Then there are the Laser Touch controls. Down the left side of the flip-out 2.7-inch LCD is a touch-sensitive strip that sort of takes the place of a joystick or directional pad. However, those generally have five directions used for selecting things. The strip, while responsive and pretty--it lights up a brilliant blue when stroked--only handles scrolling up and down, or for adjusting focus, exposure, and shutter speed in Manual mode.
Below the display are five Laser Touch buttons: OK/display, three that are context-sensitive, and Menu. I'm sure after a couple months of use, you'll have no problem remembering to go from Menu to OK to scrolling to OK to scrolling to OK to scrolling and to OK one last time, but for me it seemed like a lot of jumping around to change the white-balance setting. Aside from all the menu diving, the Manual mode is definitely a plus for the MS100. It's also what you have to be in to access scene programs like Sports, Snow, Spotlight, and Night. By the way, little of this is discussed in the skimpy user guide.
The camcorder records MPEG-2 video to SD/SDHC cards. The Ultra Fine setting comes in at 8.5Mbps, giving you a little less than 15 minutes for every 1GB of storage. Honestly, it's the only setting you'd want to record at with the MS100, but there are three more options going down to Eco at 1.5Mbps for up to nearly 20 hours of recording time on a 16GB SDHC card.

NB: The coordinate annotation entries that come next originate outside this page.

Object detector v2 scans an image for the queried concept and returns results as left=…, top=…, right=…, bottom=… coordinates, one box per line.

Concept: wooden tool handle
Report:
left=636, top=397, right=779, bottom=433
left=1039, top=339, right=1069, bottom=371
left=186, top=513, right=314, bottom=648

If you stick to the intended use of sharing video on the Web and you primarily plan to shoot outdoors during daylight, the MS100 will produce satisfying results. Viewed full screen on a computer monitor shows the abundant blocky artifacts and noise, but taken down to YouTube proportions the results are considerably better, save for some high-contrast fringing. Colors were pleasing with acceptable white balance in natural light. Indoors is another story, as the overall results are not all that enjoyable and there is no option to change to incandescent or fluorescent presets. There is a manual white balance you can tweak for better results and a halogen setting, likely for correcting the light from the weak built-in LED at the front of the camcorder.
A couple other things are worth mentioning. There is no optical image stabilization, just digital, so extending out to 10x, let alone 35x, results in a shaky mess without a tripod. The zoom rocker itself tends toward touchy, but with some practice can be steadily controlled. Also, there's a wind-cut filter you can turn on for the stereo mic under the lens, but it proved just about useless.
The JVC Everio GZ-MS100 should satisfy a majority of budget-conscious users who want a simple and small flash memory-card-based camcorder in a traditional horizontal chassis for getting videos up on the Web. Those who intend to view video on a TV or even full screen on a computer monitor will not be happy with this model.